Monday, February 2, 2015

Borderlands in SF to close, or, Why I think there's more than meets the eye to this decision

      So yesterday Borderlands Books in SF announced they were closing in March. And while the closing of any bookstore is a tragedy, this is one of the most revered specialty bookstores our genre has.
      But there are some very suspicious things to me in this announcement. Actually, there are several things I'm suspicious about. The first thing that occurred to me is why the first response of the owners isn't to sell. We aren't talking about a random hole-in-the-wall bookstore, this is a destination bookstore. When I went to San Fransisco last year, this was on my list to-do. Just as when I finally make it to San Diego again, I'll go to Mysterious Galaxy. This type of national name recognition has value to a buyer.
        But the more I thought about the post, the more the facts as described didn't add up.

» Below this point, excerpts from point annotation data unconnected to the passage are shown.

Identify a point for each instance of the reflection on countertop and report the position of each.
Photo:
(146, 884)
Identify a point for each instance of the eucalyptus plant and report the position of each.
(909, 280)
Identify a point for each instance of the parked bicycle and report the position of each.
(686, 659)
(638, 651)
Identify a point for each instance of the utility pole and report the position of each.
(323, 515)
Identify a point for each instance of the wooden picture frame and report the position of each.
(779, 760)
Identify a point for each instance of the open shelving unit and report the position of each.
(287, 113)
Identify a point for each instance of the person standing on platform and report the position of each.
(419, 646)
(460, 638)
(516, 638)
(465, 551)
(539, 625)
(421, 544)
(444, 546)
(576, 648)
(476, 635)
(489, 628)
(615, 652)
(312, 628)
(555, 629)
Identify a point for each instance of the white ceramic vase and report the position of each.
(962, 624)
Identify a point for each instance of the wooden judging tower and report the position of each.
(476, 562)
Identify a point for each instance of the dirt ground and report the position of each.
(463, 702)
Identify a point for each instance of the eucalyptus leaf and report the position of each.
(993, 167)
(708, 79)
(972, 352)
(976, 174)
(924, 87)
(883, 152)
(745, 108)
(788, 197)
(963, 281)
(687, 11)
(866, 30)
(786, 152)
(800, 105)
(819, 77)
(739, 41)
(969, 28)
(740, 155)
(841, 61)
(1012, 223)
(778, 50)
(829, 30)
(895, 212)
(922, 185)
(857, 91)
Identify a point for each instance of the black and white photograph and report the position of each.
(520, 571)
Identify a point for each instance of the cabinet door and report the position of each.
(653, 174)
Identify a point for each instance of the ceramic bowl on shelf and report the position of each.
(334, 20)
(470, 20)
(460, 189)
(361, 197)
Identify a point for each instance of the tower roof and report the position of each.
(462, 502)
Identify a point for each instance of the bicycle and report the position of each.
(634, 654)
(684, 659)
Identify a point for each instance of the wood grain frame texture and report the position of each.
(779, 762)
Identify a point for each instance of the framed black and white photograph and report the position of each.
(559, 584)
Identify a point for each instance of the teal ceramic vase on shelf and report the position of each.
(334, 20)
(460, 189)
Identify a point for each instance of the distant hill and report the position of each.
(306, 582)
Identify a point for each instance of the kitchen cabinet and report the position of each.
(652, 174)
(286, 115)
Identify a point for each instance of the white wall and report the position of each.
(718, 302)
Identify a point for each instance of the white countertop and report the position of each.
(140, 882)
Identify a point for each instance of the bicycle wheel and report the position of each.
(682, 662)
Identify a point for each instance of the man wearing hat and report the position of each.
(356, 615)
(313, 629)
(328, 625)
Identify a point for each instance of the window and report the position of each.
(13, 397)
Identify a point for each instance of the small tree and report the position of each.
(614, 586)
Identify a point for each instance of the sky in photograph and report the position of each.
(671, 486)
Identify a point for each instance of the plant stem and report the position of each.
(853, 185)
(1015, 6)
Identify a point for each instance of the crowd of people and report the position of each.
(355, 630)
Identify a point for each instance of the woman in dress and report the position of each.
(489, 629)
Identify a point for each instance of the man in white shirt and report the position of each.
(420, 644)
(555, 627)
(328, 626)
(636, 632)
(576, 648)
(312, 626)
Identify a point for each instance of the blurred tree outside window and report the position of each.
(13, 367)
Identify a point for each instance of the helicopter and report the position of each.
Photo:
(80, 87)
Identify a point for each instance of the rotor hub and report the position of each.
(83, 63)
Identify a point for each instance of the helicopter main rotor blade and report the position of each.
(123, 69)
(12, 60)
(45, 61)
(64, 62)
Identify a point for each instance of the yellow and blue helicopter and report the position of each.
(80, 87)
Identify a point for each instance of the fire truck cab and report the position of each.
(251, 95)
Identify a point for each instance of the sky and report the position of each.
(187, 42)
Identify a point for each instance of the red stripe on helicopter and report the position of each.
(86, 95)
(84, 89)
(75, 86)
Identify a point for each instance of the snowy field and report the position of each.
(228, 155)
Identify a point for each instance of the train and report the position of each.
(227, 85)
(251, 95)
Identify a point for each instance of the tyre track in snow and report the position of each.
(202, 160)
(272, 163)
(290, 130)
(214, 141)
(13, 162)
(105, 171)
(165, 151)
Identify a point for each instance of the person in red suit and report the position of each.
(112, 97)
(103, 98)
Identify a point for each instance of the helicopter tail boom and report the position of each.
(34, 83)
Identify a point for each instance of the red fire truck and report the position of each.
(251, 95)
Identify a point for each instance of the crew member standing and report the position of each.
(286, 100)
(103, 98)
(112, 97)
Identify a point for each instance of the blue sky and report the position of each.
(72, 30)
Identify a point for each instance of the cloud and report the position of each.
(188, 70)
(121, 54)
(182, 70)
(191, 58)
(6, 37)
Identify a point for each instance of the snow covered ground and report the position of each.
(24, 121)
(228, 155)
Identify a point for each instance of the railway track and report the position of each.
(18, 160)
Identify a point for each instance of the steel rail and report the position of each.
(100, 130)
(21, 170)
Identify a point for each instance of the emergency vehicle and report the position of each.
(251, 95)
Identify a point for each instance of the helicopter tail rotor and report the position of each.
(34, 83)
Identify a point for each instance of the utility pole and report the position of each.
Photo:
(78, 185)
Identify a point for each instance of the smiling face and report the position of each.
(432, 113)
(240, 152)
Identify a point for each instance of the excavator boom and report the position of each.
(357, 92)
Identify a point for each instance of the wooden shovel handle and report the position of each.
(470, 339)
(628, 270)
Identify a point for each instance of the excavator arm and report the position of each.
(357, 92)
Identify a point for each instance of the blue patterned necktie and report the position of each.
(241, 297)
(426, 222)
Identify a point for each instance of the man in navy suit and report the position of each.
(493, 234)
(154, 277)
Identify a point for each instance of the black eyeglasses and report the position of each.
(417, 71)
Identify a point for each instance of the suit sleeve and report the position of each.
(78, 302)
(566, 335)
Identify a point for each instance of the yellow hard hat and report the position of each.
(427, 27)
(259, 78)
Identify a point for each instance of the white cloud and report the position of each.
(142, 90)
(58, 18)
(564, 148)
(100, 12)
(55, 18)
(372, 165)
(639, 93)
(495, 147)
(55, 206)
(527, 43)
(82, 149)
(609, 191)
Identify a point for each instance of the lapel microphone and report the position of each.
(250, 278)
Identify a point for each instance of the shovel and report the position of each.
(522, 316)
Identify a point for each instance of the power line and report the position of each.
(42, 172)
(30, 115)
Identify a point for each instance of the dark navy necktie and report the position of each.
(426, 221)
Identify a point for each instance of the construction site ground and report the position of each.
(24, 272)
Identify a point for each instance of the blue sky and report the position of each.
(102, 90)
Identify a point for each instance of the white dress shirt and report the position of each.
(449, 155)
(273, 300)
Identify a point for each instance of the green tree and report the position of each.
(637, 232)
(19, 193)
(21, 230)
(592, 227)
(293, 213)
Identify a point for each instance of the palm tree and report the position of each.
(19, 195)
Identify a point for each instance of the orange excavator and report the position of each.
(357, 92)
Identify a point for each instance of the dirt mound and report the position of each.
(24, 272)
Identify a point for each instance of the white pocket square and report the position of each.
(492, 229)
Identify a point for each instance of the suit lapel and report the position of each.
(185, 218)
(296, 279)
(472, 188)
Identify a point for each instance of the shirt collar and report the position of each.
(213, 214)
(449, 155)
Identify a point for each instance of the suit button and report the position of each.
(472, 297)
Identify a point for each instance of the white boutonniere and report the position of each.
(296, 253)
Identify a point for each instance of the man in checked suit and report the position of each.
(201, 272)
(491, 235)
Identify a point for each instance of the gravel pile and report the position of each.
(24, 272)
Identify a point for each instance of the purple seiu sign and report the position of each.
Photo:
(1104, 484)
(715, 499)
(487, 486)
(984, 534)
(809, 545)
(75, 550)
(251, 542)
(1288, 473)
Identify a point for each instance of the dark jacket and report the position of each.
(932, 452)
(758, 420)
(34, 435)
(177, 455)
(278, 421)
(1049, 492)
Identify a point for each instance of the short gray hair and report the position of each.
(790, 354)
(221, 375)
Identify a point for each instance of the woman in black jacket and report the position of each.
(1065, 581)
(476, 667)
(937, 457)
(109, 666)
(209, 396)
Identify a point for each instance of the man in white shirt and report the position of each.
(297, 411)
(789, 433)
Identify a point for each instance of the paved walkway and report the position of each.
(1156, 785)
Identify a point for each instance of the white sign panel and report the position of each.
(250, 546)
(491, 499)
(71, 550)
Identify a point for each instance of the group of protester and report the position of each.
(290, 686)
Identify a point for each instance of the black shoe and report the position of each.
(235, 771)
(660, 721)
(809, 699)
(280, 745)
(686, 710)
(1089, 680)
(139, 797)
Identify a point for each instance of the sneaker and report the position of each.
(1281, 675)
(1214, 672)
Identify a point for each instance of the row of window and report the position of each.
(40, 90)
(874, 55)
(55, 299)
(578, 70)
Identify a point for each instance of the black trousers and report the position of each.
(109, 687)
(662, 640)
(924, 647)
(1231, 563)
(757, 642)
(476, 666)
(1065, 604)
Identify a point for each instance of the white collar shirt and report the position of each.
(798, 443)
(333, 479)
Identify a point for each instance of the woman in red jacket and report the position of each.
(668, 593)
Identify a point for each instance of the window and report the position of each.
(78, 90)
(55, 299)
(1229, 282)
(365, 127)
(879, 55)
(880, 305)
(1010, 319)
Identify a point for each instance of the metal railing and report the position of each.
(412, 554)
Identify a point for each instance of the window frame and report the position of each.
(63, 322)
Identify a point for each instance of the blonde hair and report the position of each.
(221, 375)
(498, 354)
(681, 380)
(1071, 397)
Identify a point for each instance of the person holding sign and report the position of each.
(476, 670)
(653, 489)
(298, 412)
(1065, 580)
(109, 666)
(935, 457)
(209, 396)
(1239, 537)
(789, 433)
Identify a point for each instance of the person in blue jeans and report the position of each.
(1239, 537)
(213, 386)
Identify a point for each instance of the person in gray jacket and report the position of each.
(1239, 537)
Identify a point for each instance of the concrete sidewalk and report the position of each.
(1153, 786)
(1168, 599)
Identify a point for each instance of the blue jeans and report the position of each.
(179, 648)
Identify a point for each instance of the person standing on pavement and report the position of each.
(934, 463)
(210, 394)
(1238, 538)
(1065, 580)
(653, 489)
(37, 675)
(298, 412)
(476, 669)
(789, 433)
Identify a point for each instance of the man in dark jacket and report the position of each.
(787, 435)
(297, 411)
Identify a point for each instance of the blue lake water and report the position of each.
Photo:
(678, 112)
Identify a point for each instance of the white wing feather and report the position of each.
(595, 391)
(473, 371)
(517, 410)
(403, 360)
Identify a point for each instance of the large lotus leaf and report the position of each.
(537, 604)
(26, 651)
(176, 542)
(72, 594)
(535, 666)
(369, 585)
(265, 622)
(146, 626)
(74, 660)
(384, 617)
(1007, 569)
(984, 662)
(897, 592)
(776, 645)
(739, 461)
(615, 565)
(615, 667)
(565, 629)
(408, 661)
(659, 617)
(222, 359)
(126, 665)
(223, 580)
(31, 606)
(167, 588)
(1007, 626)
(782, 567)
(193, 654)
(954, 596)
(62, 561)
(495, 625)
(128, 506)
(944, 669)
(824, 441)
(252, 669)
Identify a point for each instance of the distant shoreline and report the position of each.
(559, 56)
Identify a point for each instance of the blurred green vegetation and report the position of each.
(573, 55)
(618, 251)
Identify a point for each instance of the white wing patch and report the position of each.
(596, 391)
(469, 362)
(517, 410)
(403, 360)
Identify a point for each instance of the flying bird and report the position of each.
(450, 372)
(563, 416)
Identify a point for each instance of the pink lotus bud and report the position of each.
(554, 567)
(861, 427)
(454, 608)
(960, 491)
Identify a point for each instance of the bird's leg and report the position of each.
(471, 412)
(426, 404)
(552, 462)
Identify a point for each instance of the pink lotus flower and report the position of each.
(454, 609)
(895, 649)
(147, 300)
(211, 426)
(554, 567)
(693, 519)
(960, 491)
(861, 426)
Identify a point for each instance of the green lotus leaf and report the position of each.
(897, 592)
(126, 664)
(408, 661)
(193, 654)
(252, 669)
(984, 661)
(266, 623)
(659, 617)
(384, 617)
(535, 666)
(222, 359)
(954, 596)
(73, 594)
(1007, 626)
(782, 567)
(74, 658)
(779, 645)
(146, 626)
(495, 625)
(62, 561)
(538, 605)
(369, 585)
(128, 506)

I don't usually criticize the way other people choose to run their business, but the owners of Borderlands invited inspection by choosing to post details about their business that don't even stand up to a cursory examination. I'm not criticizing their decision to close, but the logic and numbers used to reason it.
       The principle excuse given was that the wage hike that starts phasing into effect this year and finalizes in 2018 (yes, that's 3 years away) will increase payroll costs by 18%. I don't know what Borderlands is paying their people, but this indicates that it's not currently much above minimum wage. The thing about wages is that they're tax deductible, so the argument that they will need to increase sales by 20% means that either they have no tax liability ever, even on years that they made a record profit like 2014, or that there is something else going on.
      Another thing that didn't add up for me was the way they address staffing. The owner posts about how they would have to drop half of their staff to offset a less than 20% increase in labor over the next three years. This logic doesn't add up at all. You don't reduce your staffing 50% to account for a 20% increase in labor costs, the majority of which isn't even in effect this year.
      The 18% increase stated for their labor costs under the new minimum wage comes out to about 6% a year. This is about flat for the usual sales increases that an established business would expect per year. After the great year they claim to have had in 2014, I'm surprised they're not expecting some type of increase in 2015.
Or 2016.
Or even in 2017.
       The odds that things will be flat for the next three years, in fact, is virtually non-existent. I've never worked for a business with flat sales for three consecutive years in an improving economy.
      Which brings me back around to my original statement: there is something else going on with this closing than what has been presented to us.

1 comment:

  1. Apparently you've never owned a bookstore! I have, and I believe every word of what the owner of Borderlands says about the closing.